If the various federal agencies had come down on these guys like a ton of bricks–fines and jail time–they would be a lot more circumspect. Instead, they know they can get away with anything–including being to the right of the Republican base economically.

This isn’t just horrible meddling in terms of economic outcomes, but a confirmation that the political system is a wholly owned subsidiary of the banking system. The owned include President Obama, and most of the Democrats in Congress.

Comments

  1. #1 Lynxreign
    July 15, 2011

    We need to either find someone willing to prosecute S&P and the other ratings agencies, the way the AG of NY is with the banks or start a movement to nationalize the ratings agencies. The right wing is constantly yelling about the scourge of the left, let’s show them what “The Left” can actually be.

  2. #2 Robert S.
    July 15, 2011

    Of course S&P is correct in the large sense, we need to start closing the gap between what we spend and what we take in. At minimum we need a government that shows it understand that part of the job is raising revenue to pay the bills. Cutting taxes, and starting wars at the same time should have triggered immediate downgrade consideration when they happened, that the downgrade is being talked about now reeks of an attempt to push blame on to Obama. On the other hand, the total craziness the legislature has now devolved into wasn’t clear even a year ago.

  3. #3 Arkady
    July 15, 2011

    I wish I knew more about economics and how these ratings agencies are affecting the current Eurozone crisis. Seems like a chicken-or-egg situation, working out if the rating downgrades for Greece, Ireland, Spain and Portugal are causing the immediate crises (the crunches forcing bailouts) or merely highlighting them (obviously the root causes of the crisis are not in their control, e.g. it does appear that Greece lied to get into the Euro in the first place).

  4. #4 Lynxreign
    July 18, 2011

    Robert @2

    No, the S&P is not correct in the “large sense”. We do not need to start closing the gap, certainly not in this fiscal environment. While cutting taxes and starting wars at the same time was not a good use of the nation’s finances, the real problem is mis-directed financing. We are not on the gold standard any more. Read up on Modern Monetary Theory, there are plenty of links to it on this blog. Kyensian theory too argues that the deficit and debt are not primary concerns at this moment. The only “theory” that does is the discredited Supply Side idiocy. It failed in the 20s, it failed in the 2000s, there is no reason to take it seriously.

  5. #5 Dave
    July 18, 2011

    While I agree with your conclusion that slashing all spending Republican style isn’t going to be helpful, I must take issue with some of your previous comments. S&P/Moody’s et al should certainly be looking at a downgrade for the US, for a very good reason that you seemed to believe irrelevant; “If they believe that the U.S. government won’t make good on the bonds (even if there’s a delay)…” The US is by no means looking at bankruptcy, but the political mire could conceivably cause the sort of liquidity issue you glossed over. It’s not full blown default, but if creditors aren’t being paid on time then why would the US in any way deserve AAA status?

  6. #6 Lynxreign
    July 19, 2011

    Dave @5

    Except that reducing the US’s rating isn’t all they’re doing. They’re trying to dictate policy for political reasons and threatening the entire economy if they don’t get their way. This is blackmail and they should be prosecuted for it.

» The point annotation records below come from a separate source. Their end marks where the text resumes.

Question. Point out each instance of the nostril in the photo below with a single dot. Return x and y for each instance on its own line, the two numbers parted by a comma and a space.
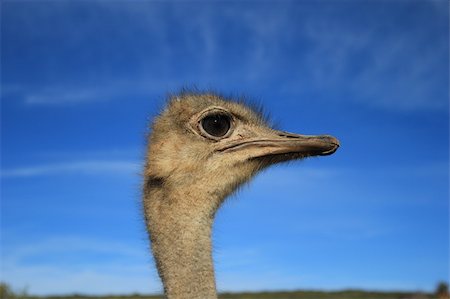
288, 135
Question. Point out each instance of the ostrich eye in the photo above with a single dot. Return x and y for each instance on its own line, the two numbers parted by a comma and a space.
216, 125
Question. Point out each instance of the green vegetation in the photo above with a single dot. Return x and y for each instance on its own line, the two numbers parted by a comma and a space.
441, 292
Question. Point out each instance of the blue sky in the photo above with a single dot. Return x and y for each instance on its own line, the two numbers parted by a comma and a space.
82, 79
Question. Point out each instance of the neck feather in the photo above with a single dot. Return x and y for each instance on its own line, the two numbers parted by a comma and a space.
180, 232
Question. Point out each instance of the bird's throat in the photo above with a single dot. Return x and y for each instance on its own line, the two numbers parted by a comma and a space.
180, 233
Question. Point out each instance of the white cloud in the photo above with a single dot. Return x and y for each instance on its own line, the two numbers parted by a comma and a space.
92, 167
102, 267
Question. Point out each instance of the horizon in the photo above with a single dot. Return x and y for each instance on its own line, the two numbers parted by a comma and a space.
81, 82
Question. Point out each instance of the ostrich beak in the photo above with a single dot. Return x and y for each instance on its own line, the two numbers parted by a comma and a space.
282, 146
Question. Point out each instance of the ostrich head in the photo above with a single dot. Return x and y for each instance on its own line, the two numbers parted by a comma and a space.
202, 147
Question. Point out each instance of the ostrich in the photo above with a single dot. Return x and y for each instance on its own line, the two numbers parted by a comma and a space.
203, 147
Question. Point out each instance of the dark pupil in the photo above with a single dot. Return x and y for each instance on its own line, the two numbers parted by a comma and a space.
216, 125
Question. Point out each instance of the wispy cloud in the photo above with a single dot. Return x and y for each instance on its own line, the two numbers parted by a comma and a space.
63, 265
377, 64
93, 167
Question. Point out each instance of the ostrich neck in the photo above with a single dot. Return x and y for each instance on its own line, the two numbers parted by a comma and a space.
180, 232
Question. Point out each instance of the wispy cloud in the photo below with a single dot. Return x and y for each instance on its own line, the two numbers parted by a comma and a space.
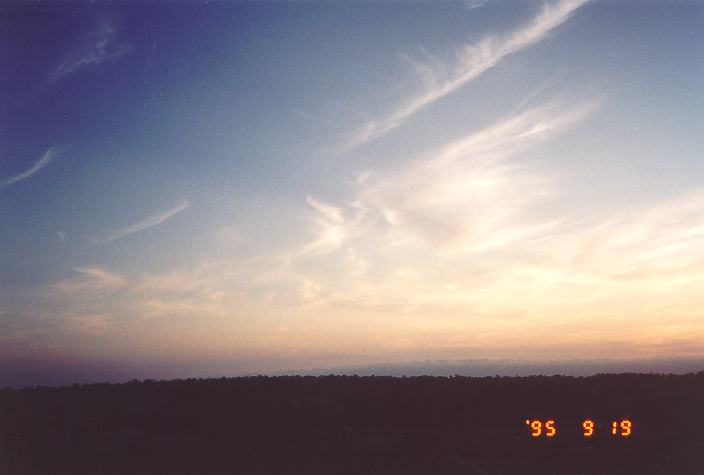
474, 4
146, 223
100, 46
90, 281
471, 61
41, 163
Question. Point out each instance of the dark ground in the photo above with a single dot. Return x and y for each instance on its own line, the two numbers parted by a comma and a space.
338, 424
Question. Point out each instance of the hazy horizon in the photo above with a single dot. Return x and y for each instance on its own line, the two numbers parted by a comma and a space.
231, 188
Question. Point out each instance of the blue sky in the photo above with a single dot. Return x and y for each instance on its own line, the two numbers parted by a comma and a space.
241, 187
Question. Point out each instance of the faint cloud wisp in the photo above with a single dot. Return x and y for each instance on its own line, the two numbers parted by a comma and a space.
100, 46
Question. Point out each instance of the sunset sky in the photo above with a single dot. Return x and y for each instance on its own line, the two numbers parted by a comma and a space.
231, 188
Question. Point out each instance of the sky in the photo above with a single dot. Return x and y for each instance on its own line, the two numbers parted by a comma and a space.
236, 188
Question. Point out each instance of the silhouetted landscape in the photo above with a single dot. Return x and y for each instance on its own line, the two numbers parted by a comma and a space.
350, 424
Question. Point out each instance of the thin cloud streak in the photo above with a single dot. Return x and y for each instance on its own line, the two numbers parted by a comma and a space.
100, 46
147, 223
472, 60
41, 163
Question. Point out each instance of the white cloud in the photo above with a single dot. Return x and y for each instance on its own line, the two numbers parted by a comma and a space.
91, 281
41, 163
100, 46
146, 223
471, 61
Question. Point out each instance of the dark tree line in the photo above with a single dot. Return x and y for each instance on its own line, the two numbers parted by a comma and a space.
350, 424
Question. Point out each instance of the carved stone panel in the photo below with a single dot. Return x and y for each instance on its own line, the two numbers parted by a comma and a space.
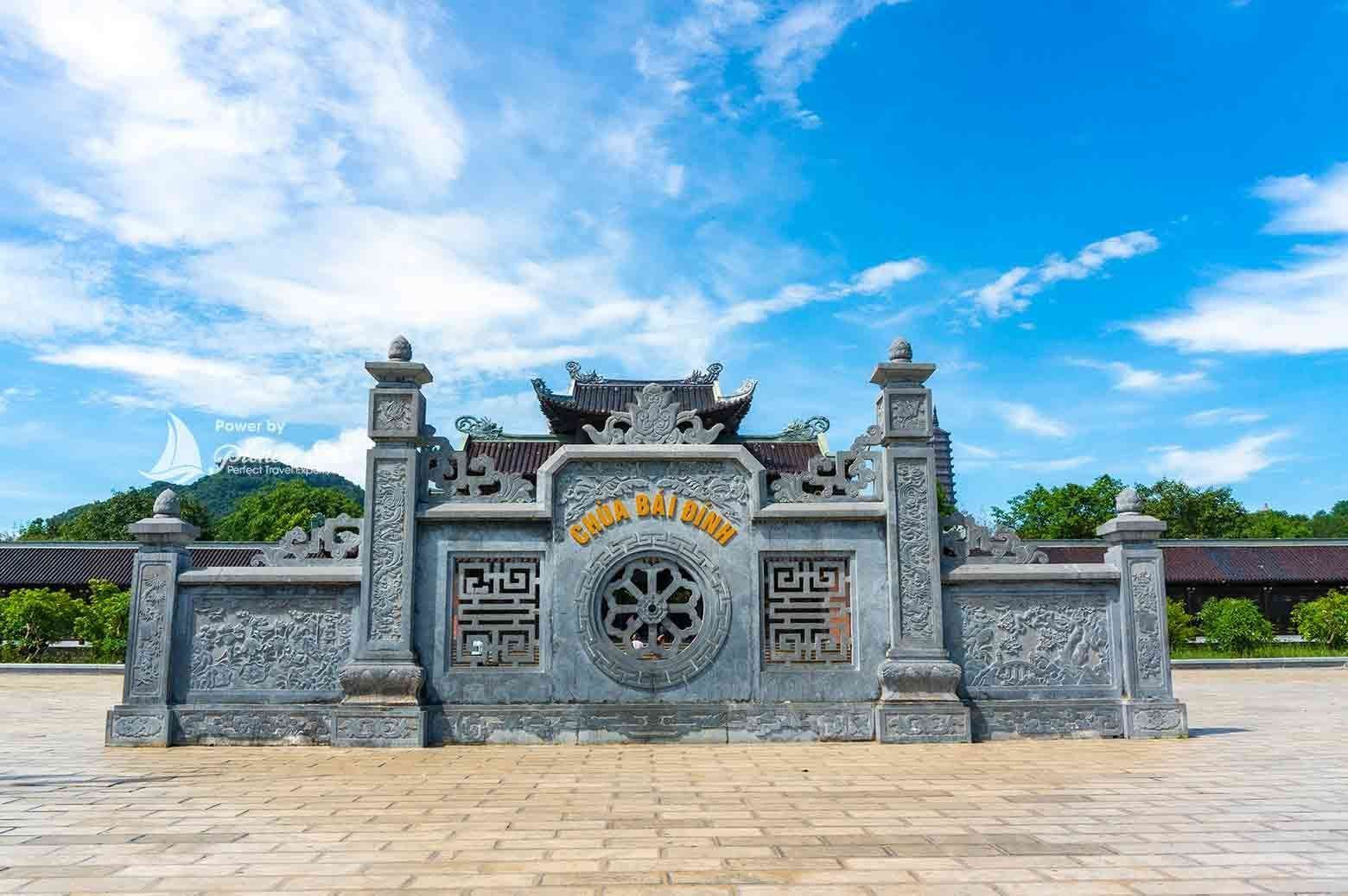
149, 638
389, 539
912, 495
269, 645
1148, 621
1034, 642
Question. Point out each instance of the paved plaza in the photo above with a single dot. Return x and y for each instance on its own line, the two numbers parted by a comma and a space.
1256, 801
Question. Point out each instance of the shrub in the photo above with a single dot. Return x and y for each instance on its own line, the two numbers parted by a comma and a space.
1179, 624
1234, 626
1326, 620
103, 621
33, 617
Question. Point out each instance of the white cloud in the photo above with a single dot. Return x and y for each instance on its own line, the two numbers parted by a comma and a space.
1300, 308
1224, 416
1130, 378
213, 384
45, 290
1232, 462
1029, 419
1013, 290
344, 454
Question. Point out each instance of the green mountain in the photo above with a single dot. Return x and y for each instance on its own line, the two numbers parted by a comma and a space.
209, 498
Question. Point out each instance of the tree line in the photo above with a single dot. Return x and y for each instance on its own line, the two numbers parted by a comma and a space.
1075, 511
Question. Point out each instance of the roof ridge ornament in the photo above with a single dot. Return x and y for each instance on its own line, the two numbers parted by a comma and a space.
654, 419
844, 476
479, 428
573, 368
712, 375
962, 534
808, 430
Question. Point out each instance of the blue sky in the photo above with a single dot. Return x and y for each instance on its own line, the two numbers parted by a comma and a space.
1119, 229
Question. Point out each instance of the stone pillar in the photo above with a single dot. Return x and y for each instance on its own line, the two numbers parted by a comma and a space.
142, 718
382, 683
1150, 709
919, 681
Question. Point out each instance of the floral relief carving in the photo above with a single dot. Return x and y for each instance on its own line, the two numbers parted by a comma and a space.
387, 541
1146, 617
394, 412
153, 607
282, 645
587, 484
907, 414
912, 495
1059, 643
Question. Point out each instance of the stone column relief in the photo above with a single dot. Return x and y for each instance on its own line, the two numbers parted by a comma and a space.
919, 682
382, 683
1150, 709
142, 718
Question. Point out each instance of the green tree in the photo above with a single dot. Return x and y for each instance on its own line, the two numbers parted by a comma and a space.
103, 621
107, 520
1193, 512
267, 515
1332, 523
1064, 511
1324, 621
33, 617
1234, 626
1269, 523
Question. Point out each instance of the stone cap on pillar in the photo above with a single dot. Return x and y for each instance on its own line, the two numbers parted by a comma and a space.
900, 368
1130, 524
399, 370
165, 529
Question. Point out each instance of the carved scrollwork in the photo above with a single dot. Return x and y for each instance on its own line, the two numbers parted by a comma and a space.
962, 535
806, 430
337, 539
479, 428
844, 476
459, 479
654, 419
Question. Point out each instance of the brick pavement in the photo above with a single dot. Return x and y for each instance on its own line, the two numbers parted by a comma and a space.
1256, 802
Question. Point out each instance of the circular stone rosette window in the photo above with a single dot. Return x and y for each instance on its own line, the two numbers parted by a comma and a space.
652, 611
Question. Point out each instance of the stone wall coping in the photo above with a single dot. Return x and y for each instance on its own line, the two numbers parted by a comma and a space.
1030, 573
327, 575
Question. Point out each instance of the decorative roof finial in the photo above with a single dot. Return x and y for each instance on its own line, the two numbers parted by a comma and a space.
399, 349
168, 504
1129, 501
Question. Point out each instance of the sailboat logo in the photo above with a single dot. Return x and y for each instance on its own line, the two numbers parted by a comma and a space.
181, 460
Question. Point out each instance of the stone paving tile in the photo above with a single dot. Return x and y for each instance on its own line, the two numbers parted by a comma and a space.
1254, 804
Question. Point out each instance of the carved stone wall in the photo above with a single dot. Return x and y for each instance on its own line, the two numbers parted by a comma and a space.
1041, 640
277, 643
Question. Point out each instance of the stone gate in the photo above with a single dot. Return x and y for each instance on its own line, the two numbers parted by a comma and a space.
645, 571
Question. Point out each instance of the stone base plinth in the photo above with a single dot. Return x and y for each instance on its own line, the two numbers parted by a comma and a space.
1145, 718
379, 727
137, 727
922, 722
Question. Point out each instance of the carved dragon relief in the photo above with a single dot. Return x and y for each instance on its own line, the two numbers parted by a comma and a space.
654, 419
844, 476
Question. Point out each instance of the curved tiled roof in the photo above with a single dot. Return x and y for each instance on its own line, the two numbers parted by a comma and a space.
73, 563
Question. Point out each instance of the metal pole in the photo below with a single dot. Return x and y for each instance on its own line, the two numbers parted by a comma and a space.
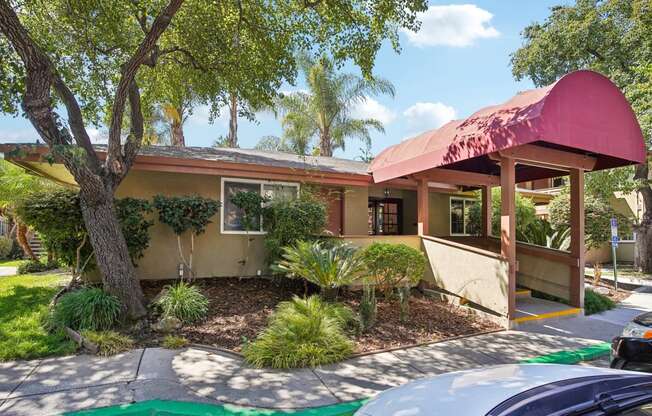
613, 254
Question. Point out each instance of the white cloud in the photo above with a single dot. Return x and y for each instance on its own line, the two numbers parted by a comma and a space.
455, 25
370, 108
424, 116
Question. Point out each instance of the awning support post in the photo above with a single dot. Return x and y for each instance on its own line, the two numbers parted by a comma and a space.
577, 247
422, 207
486, 211
508, 227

    Chambers said the country must implement a plan to reduce the annual budget deficit by roughly $4 trillion over 10 years

    That’s a threat. Do it our way or get downgraded. Despite the fact that the size of the deficit and debt have nothing at all to do with the ability of the US to pay their creditors on time. They’re saying they might downgrade the rating even if there’s no disruption of payments at all.

    I’m almost hoping there’s no deal and the debt ceiling isn’t raised. It might force the government to either declare the debt ceiling unconstitutional (the best result) or cause the treasury to “tear up” the debt it holds (a good result). Unfortunately, there’s also the chance they’re not bright or brave enough to do either of those things and will end up damaging the nation as a result.